Дни Затмения | страница 78
Но если правительство меня удручает, зато войска радуют. Преображенцы, а за ними остальные части 1-й дивизии решили переформироваться в резервные полки. Мое долготерпение вознаграждено. Солдаты очень заинтересованы документами Алексинского, и со всех сторон меня спрашивают: «правда ли это?». Отвечаю, что это далеко еще не все, что нам известно.
Помню несколько фактов, характеризующих солдатское настроение духа этих дней. Однажды стою на лестнице штаба в то время, как по ней поднимаются великие народные деятели: Либер>{161} и Гоц>{162}. Слышу в группе стоящих внизу солдат громкий возглас: «У! жиды проклятые». — С улыбкой замечаю: «Ваши же избранники!»
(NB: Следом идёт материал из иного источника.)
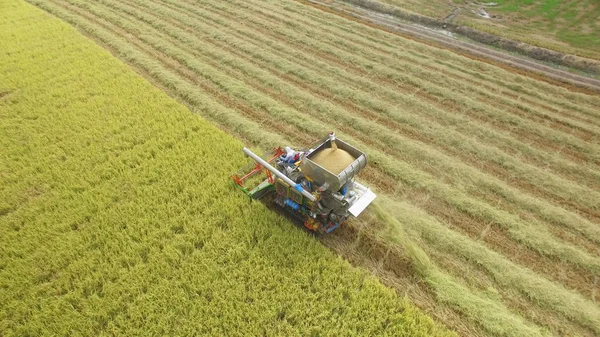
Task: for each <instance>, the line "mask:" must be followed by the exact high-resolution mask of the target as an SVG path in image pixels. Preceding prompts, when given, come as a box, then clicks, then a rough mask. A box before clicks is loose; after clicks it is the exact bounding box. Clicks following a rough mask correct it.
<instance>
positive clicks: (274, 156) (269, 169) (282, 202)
mask: <svg viewBox="0 0 600 337" xmlns="http://www.w3.org/2000/svg"><path fill="white" fill-rule="evenodd" d="M243 151H244V153H245V154H246V155H247V156H248V157H250V158H252V159H253V160H254V163H252V164H250V165H249V166H247V167H245V168H243V169H242V170H240V171H239V172H238V173H236V174H234V175H233V176H232V179H233V181H234V183H235V186H237V187H238V188H240V189H241V190H242V191H244V193H246V194H247V195H248V196H250V197H251V198H253V199H261V198H263V197H266V196H270V197H271V199H273V201H274V202H275V203H276V204H277V205H279V206H280V207H283V208H284V209H286V210H287V211H289V212H290V213H291V214H293V215H296V216H298V217H299V218H300V219H301V220H302V221H303V223H304V226H305V227H307V228H308V229H310V230H313V231H318V232H323V233H331V232H332V231H333V230H335V229H336V228H338V227H339V226H340V225H341V224H342V223H343V222H344V221H346V219H347V218H348V217H349V216H350V215H352V216H354V217H358V216H359V215H360V214H361V213H362V211H363V210H364V209H365V208H367V206H369V204H370V203H371V202H372V201H373V200H374V199H375V194H374V193H373V192H372V191H371V190H370V189H369V188H368V187H366V186H364V185H362V184H360V183H359V182H357V181H356V180H355V179H354V178H355V177H356V176H357V175H358V173H359V172H360V171H361V170H362V169H363V168H365V167H366V166H367V156H366V155H365V153H363V152H362V151H360V150H358V149H357V148H355V147H354V146H352V145H350V144H348V143H346V142H344V141H343V140H341V139H338V138H336V137H335V134H334V133H333V132H332V133H330V134H329V136H327V137H325V138H323V139H321V140H320V141H318V142H316V143H315V144H313V146H311V147H310V148H304V149H297V148H291V147H286V148H285V149H282V148H281V147H278V148H276V149H274V150H273V151H272V152H271V153H270V154H269V155H268V156H267V157H266V158H262V157H260V156H258V155H256V154H255V153H253V152H252V151H251V150H249V149H247V148H244V149H243Z"/></svg>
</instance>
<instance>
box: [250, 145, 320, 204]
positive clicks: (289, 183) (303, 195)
mask: <svg viewBox="0 0 600 337" xmlns="http://www.w3.org/2000/svg"><path fill="white" fill-rule="evenodd" d="M242 151H244V153H245V154H246V155H247V156H249V157H250V158H252V159H254V160H255V161H256V162H257V163H259V164H261V165H262V166H263V167H264V168H266V169H267V170H269V171H271V173H273V174H274V175H276V176H277V177H278V178H280V179H281V180H283V181H285V183H286V184H288V185H290V186H292V187H293V188H295V189H296V190H297V191H298V192H300V193H302V195H303V196H305V197H307V198H308V199H309V200H310V201H312V202H315V201H317V198H315V196H314V195H312V194H311V193H310V192H308V191H307V190H305V189H304V188H303V187H302V185H300V184H296V183H295V182H294V181H293V180H292V179H290V178H288V177H287V176H286V175H285V174H283V173H281V172H279V170H278V169H276V168H274V167H273V166H271V164H269V162H267V161H266V160H264V159H262V158H261V157H259V156H257V155H256V154H254V152H252V151H250V149H248V148H244V149H243V150H242Z"/></svg>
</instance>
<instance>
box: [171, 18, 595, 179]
mask: <svg viewBox="0 0 600 337" xmlns="http://www.w3.org/2000/svg"><path fill="white" fill-rule="evenodd" d="M170 8H171V9H172V10H175V9H174V8H173V7H170ZM186 10H188V13H189V12H193V9H189V8H186ZM194 14H199V13H197V12H194ZM211 27H214V29H218V28H219V27H218V26H215V25H214V24H211ZM227 27H229V28H231V27H230V26H227ZM187 31H188V32H190V33H193V31H191V30H189V29H187ZM228 33H230V32H228ZM266 34H268V33H265V35H266ZM252 39H258V37H256V36H252ZM244 41H246V42H250V41H248V40H244ZM250 43H251V42H250ZM255 46H257V47H258V46H259V45H256V44H255ZM221 48H225V49H228V50H229V51H230V52H232V51H231V47H228V45H225V46H221ZM271 52H272V53H277V52H276V50H271ZM244 56H245V55H244ZM246 58H247V56H246ZM287 60H288V61H290V59H287ZM294 60H295V61H298V62H299V58H298V57H294ZM307 68H308V67H307ZM354 82H355V83H359V82H360V79H358V78H355V79H354ZM345 83H347V82H345ZM364 85H366V84H364V83H363V86H364ZM379 93H381V91H379ZM425 117H426V116H425ZM386 123H387V121H386ZM494 147H496V145H495V144H494ZM502 150H504V149H502ZM572 169H576V167H569V170H572ZM591 181H594V182H596V179H592V180H591Z"/></svg>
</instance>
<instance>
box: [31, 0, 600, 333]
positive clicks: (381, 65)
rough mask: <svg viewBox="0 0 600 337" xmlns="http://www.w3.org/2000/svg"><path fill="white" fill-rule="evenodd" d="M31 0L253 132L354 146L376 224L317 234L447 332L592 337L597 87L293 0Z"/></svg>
mask: <svg viewBox="0 0 600 337" xmlns="http://www.w3.org/2000/svg"><path fill="white" fill-rule="evenodd" d="M30 2H32V3H34V4H36V5H38V6H39V7H41V8H43V9H45V10H47V11H49V12H50V13H52V14H55V15H57V16H58V17H60V18H63V19H64V20H66V21H67V22H69V23H71V24H73V25H75V26H77V28H78V29H80V30H82V31H83V32H85V33H86V34H88V35H89V36H90V37H92V38H94V39H96V40H97V41H99V42H100V43H101V44H103V45H104V46H105V47H106V48H107V49H109V50H110V51H111V52H112V53H113V54H115V55H117V56H118V57H121V58H122V59H123V60H125V61H126V62H128V63H129V64H130V65H131V66H133V67H134V68H135V69H136V70H138V71H139V72H140V73H141V74H142V75H144V76H146V77H147V78H148V79H150V80H152V81H153V82H154V83H155V84H156V85H158V86H159V87H161V88H163V89H164V90H165V91H167V92H168V93H169V94H170V95H172V96H173V97H176V98H178V99H179V100H180V101H181V102H183V103H185V104H186V105H187V106H188V107H190V109H192V110H193V111H195V112H197V113H199V114H201V115H202V116H204V117H205V118H207V119H209V120H210V121H212V122H214V123H216V124H217V125H219V126H220V127H221V128H222V129H224V130H226V131H228V132H231V133H233V134H234V135H236V136H238V137H240V138H242V139H244V140H245V141H247V142H249V143H252V144H253V145H255V146H258V147H263V148H267V147H269V146H273V145H298V146H300V145H307V144H309V143H311V142H312V141H313V140H314V139H316V138H320V137H322V136H323V134H326V133H327V132H329V131H331V130H332V129H335V131H336V132H337V134H338V135H339V137H340V138H341V139H344V140H346V141H348V142H349V143H351V144H353V145H355V146H357V147H358V148H360V149H361V150H363V151H365V152H366V153H367V154H368V155H369V159H370V163H371V165H370V167H369V169H368V170H365V171H364V174H363V177H364V178H365V179H366V180H367V182H368V183H370V184H371V185H372V186H373V187H374V188H375V190H376V191H377V192H378V193H379V194H381V195H382V197H381V199H382V200H383V202H382V203H381V209H379V210H378V214H377V215H378V220H374V221H375V222H376V225H373V223H370V224H367V220H358V221H356V222H354V223H352V224H350V225H349V226H348V228H346V229H344V228H342V232H341V233H340V234H339V235H340V239H339V240H337V241H336V240H335V239H332V240H324V243H326V244H331V245H332V247H333V248H334V249H336V251H340V252H342V253H344V254H346V256H348V257H351V256H361V261H362V262H360V263H361V264H362V265H364V266H365V267H367V268H371V269H372V270H373V271H374V272H375V273H376V274H378V275H387V276H386V277H385V278H382V279H383V280H384V281H386V280H387V281H386V283H387V284H389V285H392V286H394V285H396V284H402V285H406V284H407V283H406V282H413V286H414V287H417V288H420V289H424V290H423V291H421V292H419V296H421V297H419V299H418V303H420V304H421V305H423V307H425V308H426V309H427V310H429V311H430V312H431V313H432V314H434V315H436V316H438V317H439V318H440V319H442V320H444V321H445V322H446V323H447V324H449V325H450V326H452V327H454V328H456V329H457V330H459V331H460V332H462V333H463V334H466V335H494V336H521V335H530V336H532V335H581V336H594V335H597V334H598V333H600V328H599V327H600V308H599V307H598V305H597V303H596V299H595V296H596V294H597V293H598V291H599V289H598V282H597V279H598V277H599V274H600V256H599V249H598V244H599V243H600V229H599V227H598V222H599V221H600V194H599V193H598V189H599V188H600V156H599V154H600V131H599V130H600V129H599V126H600V113H599V111H600V98H599V97H598V96H593V95H586V94H583V93H574V92H570V91H568V90H566V89H565V88H562V87H557V86H553V85H551V84H548V83H545V82H541V81H537V80H535V79H532V78H527V77H524V76H522V75H519V74H515V73H511V72H508V71H506V70H504V69H501V68H497V67H494V66H492V65H489V64H486V63H482V62H478V61H474V60H471V59H468V58H465V57H462V56H459V55H455V54H452V53H449V52H448V51H446V50H442V49H437V48H434V47H431V46H428V45H424V44H419V43H417V42H414V41H411V40H407V39H404V38H402V37H400V36H397V35H393V34H390V33H387V32H383V31H379V30H376V29H372V28H370V27H365V26H362V25H360V24H357V23H356V22H351V21H347V20H345V19H343V18H339V17H336V16H334V15H331V14H329V13H324V12H320V11H318V10H316V9H314V8H312V7H310V6H304V5H302V4H301V3H297V2H293V1H283V2H281V1H257V0H250V1H238V0H229V1H192V0H160V1H153V2H148V1H142V0H136V1H119V0H100V1H87V0H52V1H38V0H31V1H30ZM398 228H400V229H398ZM344 231H348V232H344ZM367 231H369V232H368V233H367ZM361 238H363V239H361ZM365 240H367V241H365ZM374 242H376V243H377V244H373V243H374ZM385 245H387V248H386V246H385ZM336 247H343V249H341V250H338V248H336ZM390 251H394V252H403V254H406V256H404V257H402V258H400V257H398V258H393V257H389V256H390V253H389V252H390ZM427 252H430V253H431V256H427ZM394 254H395V253H394ZM394 254H392V256H396V255H394ZM382 256H383V257H382ZM403 259H407V260H410V261H411V266H410V268H405V267H402V266H395V265H394V263H392V262H390V261H399V262H398V263H400V264H401V265H404V263H403V262H402V261H405V260H403ZM356 261H359V259H356ZM463 268H469V270H472V272H471V273H467V274H465V275H463V273H461V270H462V269H463ZM381 269H385V270H384V271H380V270H381ZM387 272H390V273H387ZM403 272H404V273H415V274H416V275H417V276H415V275H409V276H406V278H405V279H402V280H400V279H401V278H403V277H405V276H402V275H401V274H402V273H403ZM389 275H394V276H389ZM469 275H481V276H482V277H481V279H473V278H469V279H466V278H467V277H469ZM393 278H397V280H396V279H393ZM415 280H424V281H425V282H420V281H415ZM396 281H397V282H396ZM398 291H399V292H401V293H404V290H403V289H402V288H401V287H398ZM427 296H431V298H429V299H427V298H426V297H427ZM450 311H452V312H454V313H456V314H449V315H446V314H443V313H447V312H450ZM465 324H467V325H469V326H468V327H465Z"/></svg>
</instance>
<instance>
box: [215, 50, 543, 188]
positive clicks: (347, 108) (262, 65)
mask: <svg viewBox="0 0 600 337" xmlns="http://www.w3.org/2000/svg"><path fill="white" fill-rule="evenodd" d="M224 48H226V47H224ZM233 53H235V51H233ZM240 57H242V56H240ZM261 66H262V67H265V68H266V66H267V65H265V64H262V65H261ZM278 76H280V75H278ZM280 77H281V76H280ZM300 86H302V84H300ZM346 108H347V109H349V110H352V109H354V108H349V107H346ZM413 138H414V137H413ZM421 139H422V138H421ZM463 159H464V158H463ZM533 186H535V185H533Z"/></svg>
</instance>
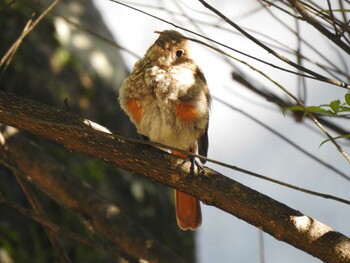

Другой раз, подходя к штабу, вижу какое-то крупное волнение в толпе солдат-преображенцев из соседней казармы и запасных кавалеристов из резерва в Зимнем дворце. Оказывается, солдаты узнали проходившего знаменитого большевика Каменева>{163} (настоящей фамилии его не помню) и хотели его тут же растерзать. Только под влиянием более умеренно настроенных офицеров дело ограничилось арестом и водворением под караул в штаб. Однако вижу, что страсти далеко не улеглись, а потому обращаюсь к толпе, состоящей, главным образом, из преображенцев, с успокоительной речью, обещаясь дело разобрать и, во всяком случае, не выпускать Каменева без предупреждения о том преображенцев. Кончаю тем, что они могут быть спокойны, ибо за всю свою службу я никогда ни одного солдата не обманул. Народ довольно спокойно расходится, повторяя убедительные просьбы не выпускать Каменева. Вхожу в штаб, где нахожу сию личность, сидящую в кабинете дежурного генерала в весьма трепетном состоянии. Гуляю по комнате, невольно напевая слова кавказской песни: «нам каждый гость дарован Богом, какой бы ни был он среды». Делаю распоряжение, чтобы «гостя» никуда не выпускали, и с веселым сердцем удаляюсь. Удивительная вещь народная психология.
При этих обстоятельствах весьма незавидный прием встречает депутация сапер, явившаяся ко мне с бумажкой от батальонного комитета с целью выяснить, почему был «снят» их караул в редакции «Правды» накануне. Гневно заявляю: «Не вы должны такие вопросы задавать, а я должен вас спросить, как вы смели, где бы то ни было выставлять караул без ведома Штаба? Удивляюсь вашей дерзости. Кругом!». Позднее явилась другая депутация от тех же сапер, — извиниться за происшедшее недоразумение. — То-то.
В шестом часу вечера приходит ко мне милейший Гоц, очень хорошо поработавший эти дни, и просит меня отпустить Каменева. Отвечаю, что меня лично его судьба мало интересует, но что я обещался преображенцам не выпускать его без их ведома, обманывать их я не намерен, уговаривать их сменить гнев на милость я тоже не собираюсь, однако, если ему хочется добиться освобождения Каменева, предлагаю ему зайти сейчас вместе со мной к Преображенцам и с ними потолковать. Собираем представителей тех рот, солдаты коих участвовали в аресте Каменева, и Гоц начинает красноречиво доказывать, что такой арест является незаконным насилием, что мы должны, наоборот, устанавливать закономерный порядок, что, совершая подобные насилия, мы превращаемся во врагов революции и т. д., и т. д. Я сижу безучастно в уголку, покуривая одну папироску за другой, и с удовольствием наблюдаю весьма ироническую улыбку на Преображенских рожах. Среди них находится только один (к сожалению офицер), поддерживающий Гоца, зато остальные ораторы злобны до невероятия, и Гоцу приходится из солдатских уст слышать чрезвычайно жестокий вариант на тему, что насилие нужно встречать насилием. Но он не унывает, собираясь, очевидно, взять публику измором. Я нем, как рыба, но решаю, что, если преображенцы все-таки упрутся, то тогда, в конце концов, я попрошу их выпустить Каменева на том основании, что мне некогда со всякой дрянью возиться и что это дело гражданских властей. Несомненно, тогда дело кончится смехом. Однако, и без того, по обращенным ко мне взглядам вижу, что солдаты учитывают мое отношение к этому делу. Кончается все совершенно по-российски: с добродушной улыбкой, махнув рукой, преображенцы заявляют: «А ну его». Тогда я тоже с улыбкой говорю, что вполне сочувствую их воззрению, и теперь я выпущу Каменева, достаточно натерпевшегося за этот день спасительного страха. И действительно, мне совсем не хочется держать его в штабе до Второго Пришествия, а настроение в казарме на Миллионной превзошло все мои ожидания. Рагозин выпускает Каменева с черного хода и отправляет его домой на моем автомобиле. Каково великодушие победителей.